Could this be by any chance related?

Keno commented 2 years ago

Could this be by any chance related?

Perhaps, but the backtrace is of the outside process not where it's actually blocked. Also rr can make things slow, so you may just need to let it run for a while.

JeffBezanson commented 2 years ago

You can also try running with --check-bounds=yes.

aeisman commented 2 years ago

I've had a similar problem with 1.7.2. Downgraded to 1.6.6 LTS and it resolved so does appear to be Julia version specific.
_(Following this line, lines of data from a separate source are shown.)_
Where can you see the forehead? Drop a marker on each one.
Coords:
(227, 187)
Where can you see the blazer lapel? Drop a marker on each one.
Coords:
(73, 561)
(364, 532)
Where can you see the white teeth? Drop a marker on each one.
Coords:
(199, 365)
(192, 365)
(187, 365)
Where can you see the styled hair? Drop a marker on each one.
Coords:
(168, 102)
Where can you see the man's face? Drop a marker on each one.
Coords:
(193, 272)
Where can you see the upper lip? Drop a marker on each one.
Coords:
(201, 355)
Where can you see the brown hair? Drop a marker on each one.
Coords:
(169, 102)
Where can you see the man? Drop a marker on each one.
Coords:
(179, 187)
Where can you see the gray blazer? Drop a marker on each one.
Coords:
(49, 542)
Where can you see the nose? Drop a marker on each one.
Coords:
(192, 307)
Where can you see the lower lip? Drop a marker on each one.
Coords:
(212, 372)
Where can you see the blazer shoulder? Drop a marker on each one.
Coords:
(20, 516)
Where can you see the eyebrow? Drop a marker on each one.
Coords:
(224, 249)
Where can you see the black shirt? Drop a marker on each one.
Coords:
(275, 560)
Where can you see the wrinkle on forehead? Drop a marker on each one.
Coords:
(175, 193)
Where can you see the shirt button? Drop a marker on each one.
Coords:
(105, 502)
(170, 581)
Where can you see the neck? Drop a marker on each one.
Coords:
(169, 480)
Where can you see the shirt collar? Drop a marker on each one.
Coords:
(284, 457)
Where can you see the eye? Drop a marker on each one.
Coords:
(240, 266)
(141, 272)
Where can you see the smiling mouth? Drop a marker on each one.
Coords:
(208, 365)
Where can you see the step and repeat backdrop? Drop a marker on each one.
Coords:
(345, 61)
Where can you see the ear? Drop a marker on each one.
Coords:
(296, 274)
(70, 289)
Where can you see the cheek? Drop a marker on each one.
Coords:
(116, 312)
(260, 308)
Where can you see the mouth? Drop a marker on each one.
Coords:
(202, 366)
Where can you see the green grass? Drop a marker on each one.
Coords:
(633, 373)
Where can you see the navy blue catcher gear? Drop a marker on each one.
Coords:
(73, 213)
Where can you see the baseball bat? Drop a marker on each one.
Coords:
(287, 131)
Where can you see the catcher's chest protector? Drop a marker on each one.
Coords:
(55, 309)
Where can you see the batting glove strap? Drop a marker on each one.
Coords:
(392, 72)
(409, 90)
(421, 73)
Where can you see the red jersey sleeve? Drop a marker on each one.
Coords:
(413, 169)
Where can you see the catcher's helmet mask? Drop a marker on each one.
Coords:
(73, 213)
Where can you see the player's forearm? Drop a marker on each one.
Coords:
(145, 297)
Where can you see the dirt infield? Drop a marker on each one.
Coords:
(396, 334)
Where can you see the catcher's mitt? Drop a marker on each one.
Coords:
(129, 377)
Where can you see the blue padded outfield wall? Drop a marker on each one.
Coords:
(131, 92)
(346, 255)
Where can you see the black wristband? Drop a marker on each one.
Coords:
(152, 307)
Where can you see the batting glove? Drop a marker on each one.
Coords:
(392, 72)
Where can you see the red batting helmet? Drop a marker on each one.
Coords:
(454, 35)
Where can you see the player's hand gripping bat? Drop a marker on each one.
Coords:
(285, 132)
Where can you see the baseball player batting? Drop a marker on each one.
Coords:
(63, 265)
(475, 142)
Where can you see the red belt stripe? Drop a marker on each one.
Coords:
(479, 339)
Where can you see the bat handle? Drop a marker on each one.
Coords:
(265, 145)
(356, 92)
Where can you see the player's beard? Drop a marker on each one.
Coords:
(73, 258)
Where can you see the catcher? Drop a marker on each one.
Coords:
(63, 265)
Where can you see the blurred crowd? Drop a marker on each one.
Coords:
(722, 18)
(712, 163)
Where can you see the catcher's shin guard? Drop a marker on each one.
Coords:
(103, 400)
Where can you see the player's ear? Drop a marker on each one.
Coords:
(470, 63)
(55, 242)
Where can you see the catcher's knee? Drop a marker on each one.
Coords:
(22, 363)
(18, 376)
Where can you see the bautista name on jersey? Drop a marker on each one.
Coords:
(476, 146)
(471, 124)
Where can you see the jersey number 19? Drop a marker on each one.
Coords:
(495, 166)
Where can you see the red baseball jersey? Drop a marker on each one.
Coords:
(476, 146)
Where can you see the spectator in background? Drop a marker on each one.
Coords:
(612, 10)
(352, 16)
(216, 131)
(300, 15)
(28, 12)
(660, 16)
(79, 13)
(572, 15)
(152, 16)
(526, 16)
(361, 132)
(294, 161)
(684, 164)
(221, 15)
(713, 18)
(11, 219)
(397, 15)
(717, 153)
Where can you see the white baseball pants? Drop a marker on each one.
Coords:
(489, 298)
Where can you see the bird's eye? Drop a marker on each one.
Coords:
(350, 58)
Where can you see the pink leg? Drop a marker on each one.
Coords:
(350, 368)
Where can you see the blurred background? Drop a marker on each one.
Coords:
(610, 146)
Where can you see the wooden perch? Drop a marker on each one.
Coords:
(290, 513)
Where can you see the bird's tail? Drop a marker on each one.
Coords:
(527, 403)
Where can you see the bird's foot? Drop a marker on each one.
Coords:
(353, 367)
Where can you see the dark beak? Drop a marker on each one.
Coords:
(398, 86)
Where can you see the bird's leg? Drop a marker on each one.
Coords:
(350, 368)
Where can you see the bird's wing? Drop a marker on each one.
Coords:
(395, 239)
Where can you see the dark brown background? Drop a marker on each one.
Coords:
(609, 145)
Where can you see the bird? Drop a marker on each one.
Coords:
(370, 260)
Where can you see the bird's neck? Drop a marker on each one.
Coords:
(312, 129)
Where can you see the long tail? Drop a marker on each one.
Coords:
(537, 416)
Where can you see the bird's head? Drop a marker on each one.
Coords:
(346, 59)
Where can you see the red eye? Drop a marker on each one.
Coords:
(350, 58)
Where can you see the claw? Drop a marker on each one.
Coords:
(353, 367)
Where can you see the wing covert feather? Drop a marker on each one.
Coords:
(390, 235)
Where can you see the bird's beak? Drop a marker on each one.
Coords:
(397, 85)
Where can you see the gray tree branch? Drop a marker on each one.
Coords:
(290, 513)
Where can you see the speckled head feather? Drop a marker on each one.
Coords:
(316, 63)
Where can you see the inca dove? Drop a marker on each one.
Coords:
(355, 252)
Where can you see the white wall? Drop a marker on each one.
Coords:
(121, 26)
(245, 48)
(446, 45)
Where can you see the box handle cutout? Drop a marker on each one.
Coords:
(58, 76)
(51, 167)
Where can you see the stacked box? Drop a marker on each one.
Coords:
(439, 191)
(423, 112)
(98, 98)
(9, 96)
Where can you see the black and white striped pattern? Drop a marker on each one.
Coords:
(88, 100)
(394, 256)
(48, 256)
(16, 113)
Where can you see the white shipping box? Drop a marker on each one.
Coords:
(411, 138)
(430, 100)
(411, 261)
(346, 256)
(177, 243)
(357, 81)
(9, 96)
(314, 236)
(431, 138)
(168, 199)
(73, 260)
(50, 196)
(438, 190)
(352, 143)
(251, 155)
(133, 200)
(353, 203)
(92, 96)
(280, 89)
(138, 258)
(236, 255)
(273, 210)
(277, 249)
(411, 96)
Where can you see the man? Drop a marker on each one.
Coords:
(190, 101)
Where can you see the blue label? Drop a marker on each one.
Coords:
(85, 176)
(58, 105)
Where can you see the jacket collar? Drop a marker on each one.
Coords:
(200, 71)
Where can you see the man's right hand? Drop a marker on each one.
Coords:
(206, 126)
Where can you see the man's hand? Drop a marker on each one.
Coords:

DilumAluthge commented 2 years ago

I talked with Aaron out-of-band, and here are some more details on the code he ran:

He has a function gwas_extract_snps defined as such:

function gwas_extract_snps(gwas_fh,gwas_keep_fh,keep_snp_set,delim)
    # extract keep_snp_set of snps from a gwas file
    gwas_io = GZip.open(gwas_fh)
    gwas_keep_io = open(gwas_keep_fh,"w")
    i = 1
    for line in eachline(gwas_io)
        snp = split(line,delim)[2]
        if in(snp,keep_snp_set)
            write(gwas_keep_io,line*"\n")
        end
        i += 1
        if (i % 1000000) == 0
            #println(i)
        end
    end
    close(gwas_io)
    close(gwas_keep_io)
end

And then he has a Distributed for loop of the form:

Distributed.@distributed vcat for met in met_arr_keep
    #download file from google bucket
    #run gwas_extract_snps()
    #delete original file
end

This table shows whether or not he gets the segfault. ✅ means no segfault. ❌ means he encountered the segfault.

Julia version @distributed -p Result Notes
1.6.6 yes 2 :white_check_mark: Command-line
1.7.2 yes 2 :x: Command-line
1.7.2 no 1 :white_check_mark: REPL

His data cannot be shared publicly, unfortunately, so we don't have an MWE.